La deflación no es simplemente un descenso puntual de algunos precios, sino una contracción generalizada de los valores en la economía durante un periodo prolongado. A diferencia de la inflación, que erosiona el poder adquisitivo pero puede ser estimulante en ciertos contextos, la deflación desincentiva el consumo y la inversión. Las personas y empresas tienden a postergar sus decisiones de compra esperando que los precios continúen bajando.

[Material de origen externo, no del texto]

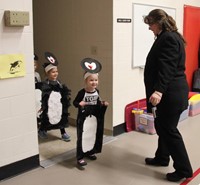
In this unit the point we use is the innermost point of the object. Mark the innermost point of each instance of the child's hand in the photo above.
(82, 103)
(105, 103)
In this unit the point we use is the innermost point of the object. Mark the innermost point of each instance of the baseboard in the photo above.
(19, 167)
(119, 129)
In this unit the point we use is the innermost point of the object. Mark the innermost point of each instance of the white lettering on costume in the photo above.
(91, 98)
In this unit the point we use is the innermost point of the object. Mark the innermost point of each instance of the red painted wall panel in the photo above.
(191, 33)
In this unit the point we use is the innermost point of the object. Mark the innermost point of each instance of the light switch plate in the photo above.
(16, 18)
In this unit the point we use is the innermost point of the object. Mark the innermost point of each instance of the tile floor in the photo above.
(120, 163)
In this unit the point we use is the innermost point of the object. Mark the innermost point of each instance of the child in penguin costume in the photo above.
(91, 110)
(55, 100)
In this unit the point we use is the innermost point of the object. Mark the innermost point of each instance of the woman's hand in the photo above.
(155, 98)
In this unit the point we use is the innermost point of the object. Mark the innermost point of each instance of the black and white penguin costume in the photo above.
(55, 100)
(90, 118)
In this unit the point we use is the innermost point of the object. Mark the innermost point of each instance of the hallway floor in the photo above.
(120, 163)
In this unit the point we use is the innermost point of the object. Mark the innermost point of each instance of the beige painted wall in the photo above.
(71, 29)
(18, 128)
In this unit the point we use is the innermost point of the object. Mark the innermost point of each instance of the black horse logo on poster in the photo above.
(14, 66)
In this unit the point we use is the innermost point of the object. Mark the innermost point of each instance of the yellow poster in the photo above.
(12, 65)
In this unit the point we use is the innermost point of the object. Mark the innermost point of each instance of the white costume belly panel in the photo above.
(54, 108)
(89, 133)
(38, 104)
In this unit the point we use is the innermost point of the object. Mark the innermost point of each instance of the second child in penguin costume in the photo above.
(91, 110)
(55, 100)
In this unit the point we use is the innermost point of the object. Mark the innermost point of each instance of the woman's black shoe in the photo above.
(155, 162)
(175, 177)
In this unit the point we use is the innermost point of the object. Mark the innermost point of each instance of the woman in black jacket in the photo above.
(167, 92)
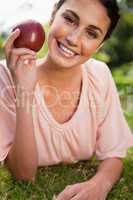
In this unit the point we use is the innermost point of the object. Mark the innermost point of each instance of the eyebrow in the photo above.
(77, 17)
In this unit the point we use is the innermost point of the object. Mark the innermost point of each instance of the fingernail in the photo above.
(16, 30)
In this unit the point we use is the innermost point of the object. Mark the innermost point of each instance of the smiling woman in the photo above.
(65, 106)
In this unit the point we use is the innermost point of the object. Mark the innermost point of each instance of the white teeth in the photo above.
(66, 50)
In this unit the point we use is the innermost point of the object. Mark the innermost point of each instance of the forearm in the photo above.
(23, 159)
(109, 172)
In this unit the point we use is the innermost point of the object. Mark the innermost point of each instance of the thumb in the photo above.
(10, 40)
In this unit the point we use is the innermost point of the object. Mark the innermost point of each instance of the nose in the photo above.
(74, 38)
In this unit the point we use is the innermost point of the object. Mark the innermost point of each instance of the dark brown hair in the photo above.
(112, 11)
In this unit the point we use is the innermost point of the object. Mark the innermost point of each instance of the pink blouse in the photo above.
(97, 126)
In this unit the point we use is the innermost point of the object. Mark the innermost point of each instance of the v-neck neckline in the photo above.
(48, 113)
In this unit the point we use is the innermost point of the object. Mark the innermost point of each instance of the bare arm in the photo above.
(98, 186)
(22, 159)
(108, 173)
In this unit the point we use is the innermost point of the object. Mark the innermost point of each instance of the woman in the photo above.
(65, 107)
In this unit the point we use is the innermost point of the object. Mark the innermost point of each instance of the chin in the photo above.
(60, 60)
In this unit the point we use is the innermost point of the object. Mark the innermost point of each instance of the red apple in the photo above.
(32, 35)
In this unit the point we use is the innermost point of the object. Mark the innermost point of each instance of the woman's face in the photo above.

Esa espera genera un freno en la actividad económica que impacta directamente en la producción, el empleo y los ingresos fiscales.

Lejos de tratarse de un fenómeno benigno, la deflación suele ir de la mano de un círculo vicioso de recesión, caída de la demanda, destrucción del empleo y aumento del peso real de las deudas. En este escenario, las empresas reducen su producción, detienen inversiones y comienzan a ajustar sus plantillas, provocando mayor desempleo y debilitando aún más el mercado interno. Los consumidores, con menos ingresos y mayor incertidumbre, retraen aún más su gasto, profundizando el estancamiento.

En la actualidad argentina, la deflación aparece en un contexto marcado por la caída estrepitosa del consumo, el desplome de la producción industrial y la paralización de sectores clave como la construcción. Las ventas minoristas han registrado bajas superiores al 16% interanual y la capacidad ociosa en la industria alcanzó niveles que no se veían desde hace dos décadas. La inversión privada está virtualmente paralizada. Lejos de representar un escenario de estabilidad, este cuadro expone los efectos nocivos de una política económica que prioriza el equilibrio nominal por encima del dinamismo económico real.

El Gobierno, en lugar de revisar esta estrategia, anuncia que continuará con la emisión cero y la eliminación de pesos del mercado. Así lo confirmó Infobae, al señalar que el equipo económico insistirá en mantener el torniquete monetario con el objetivo de consolidar la baja del IPC en los meses previos a los comicios. Esta postura, que prioriza el impacto estadístico por encima de la recuperación del poder adquisitivo, corre el riesgo de agravar una situación ya crítica.

La historia económica internacional brinda ejemplos contundentes sobre los efectos devastadores de la deflación. Japón atravesó una «década perdida» en los años noventa debido a la persistencia de una deflación que paralizó su economía. En los Estados Unidos, la Gran Depresión de los años treinta se profundizó precisamente por la caída prolongada de los precios, que sumió a millones de personas en la pobreza y llevó al colapso de miles de empresas.

Todos los organismos internacionales coinciden en que la deflación es un fenómeno más difícil de revertir que la inflación. No solo por su impacto directo sobre el empleo y la producción, sino porque limita el margen de acción de la política monetaria. Con tasas de interés cercanas a cero y sin dinamismo en el crédito, los bancos centrales se quedan sin herramientas para estimular el crecimiento.

En este contexto, celebrar una caída de los precios mayoristas sin mirar el panorama general es una irresponsabilidad. La salud de una economía no se mide solamente con el termómetro del IPC, sino con indicadores que den cuenta del nivel de empleo, la inversión, la producción y la calidad de vida de la población. Una economía sin inflación pero sin trabajo, sin consumo y sin futuro es una economía enferma, aunque sus estadísticas parezcan «ordenadas».

La verdadera victoria no es contener el índice de precios a fuerza de recortes y sufrimiento, sino generar condiciones para un crecimiento sostenido e inclusivo. La deflación, lejos de ser una meta deseable, es una señal de alarma que debería encender todas las luces rojas.